Koster was delayed on D-Day the Sixth of June and was replaced by Jean Negulesco.

The female lead eventually went to Sophia Loren. Alan Ladd signed on shortly before shooting commenced.

===Shooting===
Much of the film was shot on location on the Greek Saronic Islands, notably Hydra. Establishing shots of Athens, Rhodes and Delos add to the vérité, while matte shots and some interiors were done at Cinecittà in Rome. One scene uses the Eastern Orthodox monastery complex at Metéora, which was later used as a location in the James Bond film For Your Eyes Only.

Webb fell ill with pneumonia during the shoot.

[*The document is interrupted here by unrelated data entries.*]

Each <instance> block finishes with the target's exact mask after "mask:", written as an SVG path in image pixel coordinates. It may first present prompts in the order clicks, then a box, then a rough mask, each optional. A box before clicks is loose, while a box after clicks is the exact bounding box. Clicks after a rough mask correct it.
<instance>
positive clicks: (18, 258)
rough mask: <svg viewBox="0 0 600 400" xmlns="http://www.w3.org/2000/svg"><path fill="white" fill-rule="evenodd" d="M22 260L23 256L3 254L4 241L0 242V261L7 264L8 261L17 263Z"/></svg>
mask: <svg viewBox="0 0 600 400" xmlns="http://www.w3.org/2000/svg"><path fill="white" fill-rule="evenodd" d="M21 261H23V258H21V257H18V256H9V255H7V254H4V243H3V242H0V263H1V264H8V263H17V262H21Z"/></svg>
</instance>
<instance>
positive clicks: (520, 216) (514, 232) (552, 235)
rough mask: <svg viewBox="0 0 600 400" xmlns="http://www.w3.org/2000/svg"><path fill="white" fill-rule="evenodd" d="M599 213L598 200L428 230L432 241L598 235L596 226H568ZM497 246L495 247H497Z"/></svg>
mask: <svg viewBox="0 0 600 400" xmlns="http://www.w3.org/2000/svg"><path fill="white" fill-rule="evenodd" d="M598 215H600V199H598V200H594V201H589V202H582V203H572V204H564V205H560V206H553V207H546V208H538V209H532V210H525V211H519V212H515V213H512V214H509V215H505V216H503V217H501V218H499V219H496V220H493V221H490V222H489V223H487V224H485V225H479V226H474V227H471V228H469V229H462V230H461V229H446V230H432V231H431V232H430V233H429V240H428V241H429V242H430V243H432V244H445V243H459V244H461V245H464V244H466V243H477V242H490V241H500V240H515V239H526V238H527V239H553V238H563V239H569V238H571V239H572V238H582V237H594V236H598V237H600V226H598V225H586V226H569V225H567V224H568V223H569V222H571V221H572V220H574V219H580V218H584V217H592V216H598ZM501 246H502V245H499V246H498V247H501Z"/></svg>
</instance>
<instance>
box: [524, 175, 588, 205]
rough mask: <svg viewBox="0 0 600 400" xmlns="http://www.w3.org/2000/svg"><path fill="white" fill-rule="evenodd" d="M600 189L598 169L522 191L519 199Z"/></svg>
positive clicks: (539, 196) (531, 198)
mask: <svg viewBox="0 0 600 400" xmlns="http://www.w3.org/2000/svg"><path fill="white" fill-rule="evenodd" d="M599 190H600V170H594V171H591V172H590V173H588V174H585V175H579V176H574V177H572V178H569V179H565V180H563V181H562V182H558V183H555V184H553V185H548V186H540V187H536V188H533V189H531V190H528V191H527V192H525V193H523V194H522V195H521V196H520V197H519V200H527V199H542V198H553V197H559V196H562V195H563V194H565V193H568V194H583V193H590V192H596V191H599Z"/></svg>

Filming went relatively smoothly, despite the fact it was the first Hollywood movie shot in Greece. Webb later sponsored two Greek children.

The dissimilarity in heights between the 5 ft 8 in Loren and 5 ft 6 in Ladd led to complications in filming. Some of their scenes together required him to stand on a box, while another forced a trench to be dug for Loren when the pair walked along the beach.

Paul Stader and Ray Austin were the stunt diving doubles.

==Songs==
Sophia Loren sings "What is this thing they call love" (Τι 'ναι αυτό που το λένε αγάπη) with an uncredited Tonis Maroudas. The theme song sung by Julie London is heard over the underwater title sequence:

There's a tale that they tell of a dolphin
And a boy made of gold.
With the shells and the pearls in the deep,
He has lain many years fast asleep
What they tell of the boy on a dolphin,
Who can say if it's true?
Should he rise from the depths of the ocean,
Any wish that you wish may come true.

You say "he's only a statue, and what can a statue achieve?"
And yet, while I'm gazing at you,
My heart tells my head to believe.

If the boy whom the gods have enchanted
Should arise from the sea,
And the wish of my heart could be granted,
I would wish that you loved only me.

==Release==
The film's world premiere on 10 April 1957 in New York was a benefit for Queen Frederika's Fund for Greek Orphans.